Essentially, all that is needed to change the situation is a different approach by the State Prosecutor and the Military Prosecution for Judea and Samaria.
During the sentencing procedure, the prosecution and the defense present their positions on the “appropriate” punishment for the offender. Today, the systemic failure begins with the fact that the prosecution petitions for a sentence in accordance with the regular “levels of sentencing.” These levels, as noted, are very far from exacting justice on the terrorists and very far from the maximum punishments set by the law.
To begin the process of repairing the system, what is required, first and foremost, is a change in prosecutorial approach. For terror offenses, the prosecution’s demand for punishment must differ from its demands for ordinary offenses. The prosecution’s point of departure must be a petition to sentence the convicted terrorist to the maximum sentence that the legislator has determined. Instead of beginning with punishment at the lowest level for terror offenses and then ascending level by level according to the severity of the offense, the prosecution must begin by petitioning for the highest penalty, requesting lower penalties only in exceptional circumstances. If this change does not start with the prosecution, it will not begin at all, as it will certainly not change on the initiative of the judges.
The courts, too, must change their approach. When sentencing terrorists, the point of departure for the judges, too, must be the maximum punishment. The Israeli public has had its fill of lenient sentences that enable the revolving door and subvert deterrence. The equation of punishments for ordinary offenses to punishments for terror offenses reveals a resounding failure, and the time has come for a change.
And suppose the prosecution and the judges, together and separately, do not make the vital changes quickly. In that case, legislators can act alone, stipulating in law that apart from very exceptional cases, a conviction for a terror offense entails, mandatorily, the maximum punishment set for the offense.
There is no time to wait
When making the necessary change, there is no time to wait. It does not involve any need to revise legislation, only to make a policy change that can be carried out immediately.
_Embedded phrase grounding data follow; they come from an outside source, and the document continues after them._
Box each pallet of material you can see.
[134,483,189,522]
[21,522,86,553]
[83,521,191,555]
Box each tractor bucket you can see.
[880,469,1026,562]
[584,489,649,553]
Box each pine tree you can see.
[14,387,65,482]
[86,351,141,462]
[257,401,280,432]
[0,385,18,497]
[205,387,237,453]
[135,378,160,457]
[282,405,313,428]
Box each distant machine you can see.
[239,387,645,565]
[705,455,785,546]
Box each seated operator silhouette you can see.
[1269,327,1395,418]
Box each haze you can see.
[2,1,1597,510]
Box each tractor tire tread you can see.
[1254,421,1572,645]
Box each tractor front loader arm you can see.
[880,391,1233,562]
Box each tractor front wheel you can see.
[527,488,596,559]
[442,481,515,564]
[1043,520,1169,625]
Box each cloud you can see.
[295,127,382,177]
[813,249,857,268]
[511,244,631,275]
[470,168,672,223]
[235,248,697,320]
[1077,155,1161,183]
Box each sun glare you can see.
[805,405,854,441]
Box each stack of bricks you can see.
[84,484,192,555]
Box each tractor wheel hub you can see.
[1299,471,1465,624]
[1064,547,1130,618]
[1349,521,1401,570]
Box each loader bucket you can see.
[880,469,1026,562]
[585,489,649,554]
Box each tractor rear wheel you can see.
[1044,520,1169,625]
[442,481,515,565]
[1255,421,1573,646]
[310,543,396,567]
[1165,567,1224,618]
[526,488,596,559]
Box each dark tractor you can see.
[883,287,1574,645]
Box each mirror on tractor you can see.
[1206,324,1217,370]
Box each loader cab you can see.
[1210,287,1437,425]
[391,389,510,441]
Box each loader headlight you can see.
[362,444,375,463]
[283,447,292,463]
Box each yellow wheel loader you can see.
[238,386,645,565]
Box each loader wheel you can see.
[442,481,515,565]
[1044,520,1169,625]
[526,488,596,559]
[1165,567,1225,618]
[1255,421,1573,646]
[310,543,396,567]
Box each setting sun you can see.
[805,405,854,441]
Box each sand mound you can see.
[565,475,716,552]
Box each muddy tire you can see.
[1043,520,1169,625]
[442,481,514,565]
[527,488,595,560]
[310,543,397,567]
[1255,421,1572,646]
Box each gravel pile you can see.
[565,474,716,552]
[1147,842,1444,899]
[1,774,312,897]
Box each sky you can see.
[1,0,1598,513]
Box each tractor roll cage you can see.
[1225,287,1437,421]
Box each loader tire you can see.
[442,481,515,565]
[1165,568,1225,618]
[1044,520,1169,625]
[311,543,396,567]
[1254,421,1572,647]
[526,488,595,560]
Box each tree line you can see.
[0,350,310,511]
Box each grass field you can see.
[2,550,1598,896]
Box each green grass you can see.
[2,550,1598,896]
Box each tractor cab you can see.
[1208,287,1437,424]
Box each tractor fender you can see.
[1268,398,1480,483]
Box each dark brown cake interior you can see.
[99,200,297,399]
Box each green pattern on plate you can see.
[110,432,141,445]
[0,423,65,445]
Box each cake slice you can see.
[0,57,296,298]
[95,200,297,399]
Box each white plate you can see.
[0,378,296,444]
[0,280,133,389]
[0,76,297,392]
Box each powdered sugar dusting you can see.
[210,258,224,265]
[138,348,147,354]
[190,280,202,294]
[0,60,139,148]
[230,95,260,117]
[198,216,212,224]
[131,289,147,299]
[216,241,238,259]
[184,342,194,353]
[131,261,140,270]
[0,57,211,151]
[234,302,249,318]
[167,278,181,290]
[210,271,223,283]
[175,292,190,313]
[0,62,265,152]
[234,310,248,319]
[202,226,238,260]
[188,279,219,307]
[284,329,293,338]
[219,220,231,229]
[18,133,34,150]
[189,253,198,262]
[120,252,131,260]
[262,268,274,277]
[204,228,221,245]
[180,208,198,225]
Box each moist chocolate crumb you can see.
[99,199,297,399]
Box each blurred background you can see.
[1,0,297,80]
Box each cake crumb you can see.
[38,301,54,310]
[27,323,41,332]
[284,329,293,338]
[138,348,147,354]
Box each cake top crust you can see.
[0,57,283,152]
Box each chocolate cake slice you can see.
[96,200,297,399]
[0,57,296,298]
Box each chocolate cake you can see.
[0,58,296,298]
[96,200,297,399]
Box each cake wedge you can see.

If this change does not occur, then the prosecution, the judges and the legislators are sentencing the Israeli public to the fate of being perpetual victims of terror.
To make it clear, once and for all, that the days in which Israel’s legal system behaves forgivingly toward terrorists have ended, and to give a voice to the 1,200 people who were murdered in the Oct. 7 massacre, a deep and thorough change in the sentencing of terrorists is essential.